Are you a wine-lover? Did you know Geneva is Switzerland’s third wine-producing canton (with over 1400 hectares)? We’re not just talking Chasselas (white) or Gamay (red), but winegrowers have also had great successes with grape varieties such as Chardonnay and Pinot Noir.
The 30th annual Caves Ouvertes (Wineries Open Day) on Saturday 20th of May 2017 (from 10am-5pm) is the perfect chance to discover wines from local vineyards and meet the wine producers in a friendly and relaxed atmosphere. Even if you’re not that much into wine, the event is a great way to explore the countryside and spend quality time with friends or family (and if you’re new to wine-tasting – read our tips for how to make the best of the experience and how to avoid looking like a dork!).
A good Vintage
The Caves Ouvertes has become an unmissable date in the canton’s calendar and draws thousands of people every year, for many of whom it is their first contact with Swiss wine. This year as many as 90 wineries will be opening their doors to present their 2016 wines, shaping up to be a highly promising vintage, along with the cask-matured wines of the 2015 vintage. Some of the bigger wineries, such as Chateau du Crest, will also be offering visitors a bite to eat and activities for children.
(Do remember, though, visitors are guests on private property and wine producers are hosts, not bartenders)
Geneva has three specific wine-producing regions: Traditionally, the Mandement is the most often visited area, but wine-lovers increasingly visit the “Entre Arve et Rhône” (Lully, Bernex, Soral, etc.) and “Arve et Lac” (Jussy, Anières, Gy, etc.) regions. The event is an ideal opportunity for a stroll through the countryside and to discover the charming villages of these three regions.
To make it easy for visitors to get to and from the wineries, TPG will provide free shuttle busses to and from Geneva (one on the left bank from Vésenaz and two on the right bank to Mandement – Russin, Satigny and La Plaine. There will also be buses between villages and CFF Swiss Railways (on the Geneva-La Plaine line) with scheduled extra trains for the event.
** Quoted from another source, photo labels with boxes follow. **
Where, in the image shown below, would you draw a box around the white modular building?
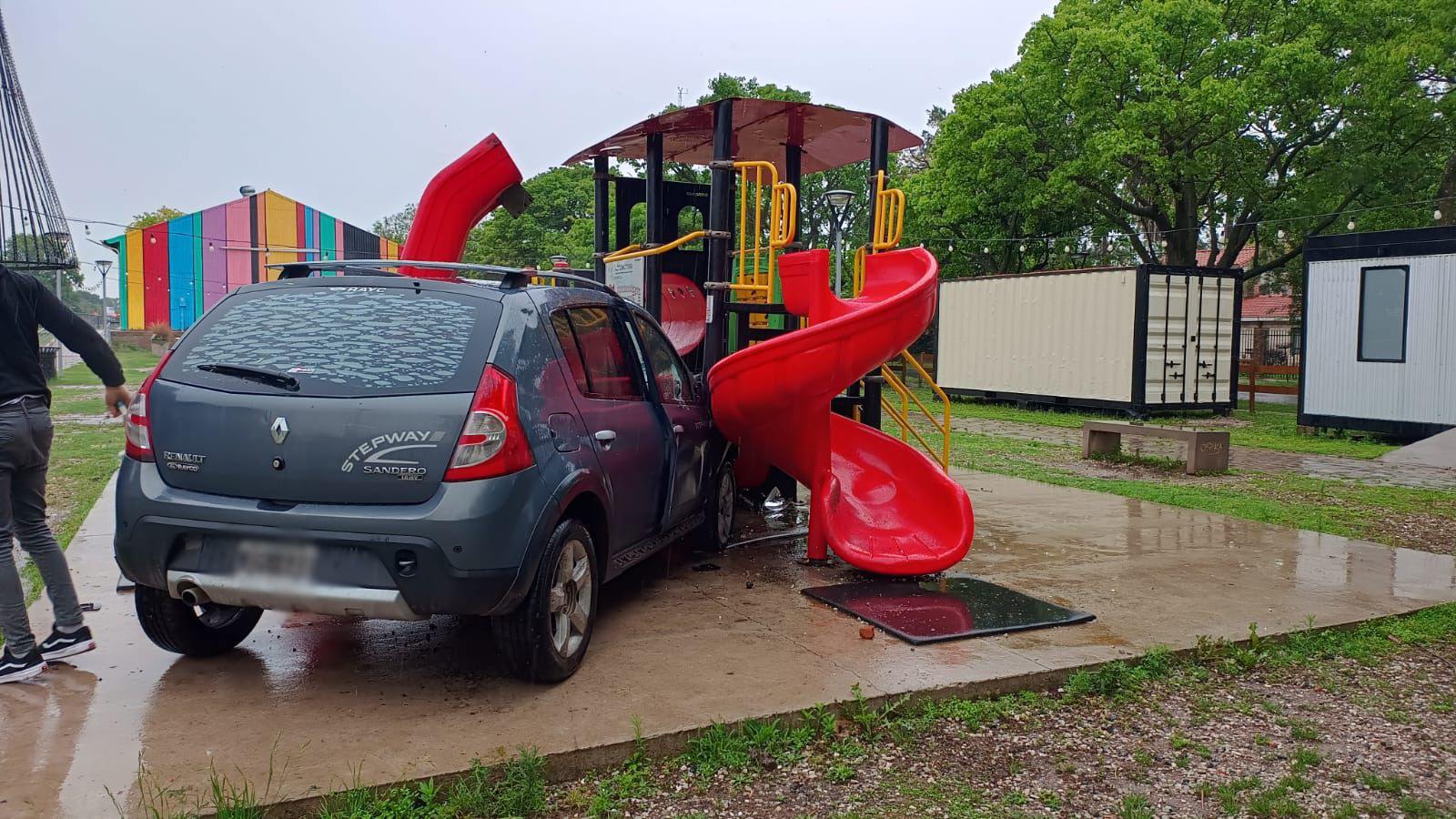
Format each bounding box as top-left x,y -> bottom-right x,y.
936,265 -> 1242,417
1299,228 -> 1456,439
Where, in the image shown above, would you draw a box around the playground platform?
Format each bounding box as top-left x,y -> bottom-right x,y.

Bicycles are not recommended for travelling between villages on the day.
Don’t wear too much perfume – strong fragrances will disturb your ability to get a clear sense of the wine’s aromas.
Take notes – maybe rating wines out of 10 because after several glasses your memory might be a bit hazy. Rate the wines on appearance, smell, taste and overall conclusion.
Try new wines – don’t stick to your old favourites – the whole point is to discover new wines.
Don’t be a know-it-all. No matter how much of an expert you think you are, you’ll most certainly annoy your host, not to mention the other guests. Do ask questions though. This is why the host is there.
If you plan to taste a lot of wine on the day, it’s fine to spit or dump the wine, even if it’s a really good wine. Spit as if you mean it – with a bit of force – to avoid dribbling!
Swallowing is obviously fine too. Go ahead and have fun, but do pace yourself. Getting drunk and disrupting the experience for other visitors is not what wine tasting is about.
Don’t knock it back – look first, inspect the wine visually to observe colour, clarity.
Swirl – when you swirl, the more droplets of wine that cling to the inside of the glass the higher the alcohol content. Take this opportunity to have a quick sniff of your wine to form a first impression.
Smell – bring the glass up to your nose and take in the aroma.
Sip – finally taste the wine. Sip, don’t gulp, and let it roll around your mouth.
Don’t treat the host like a bartender with demands to fill up your glass. Behave the way you’d behave when visiting someone in their home.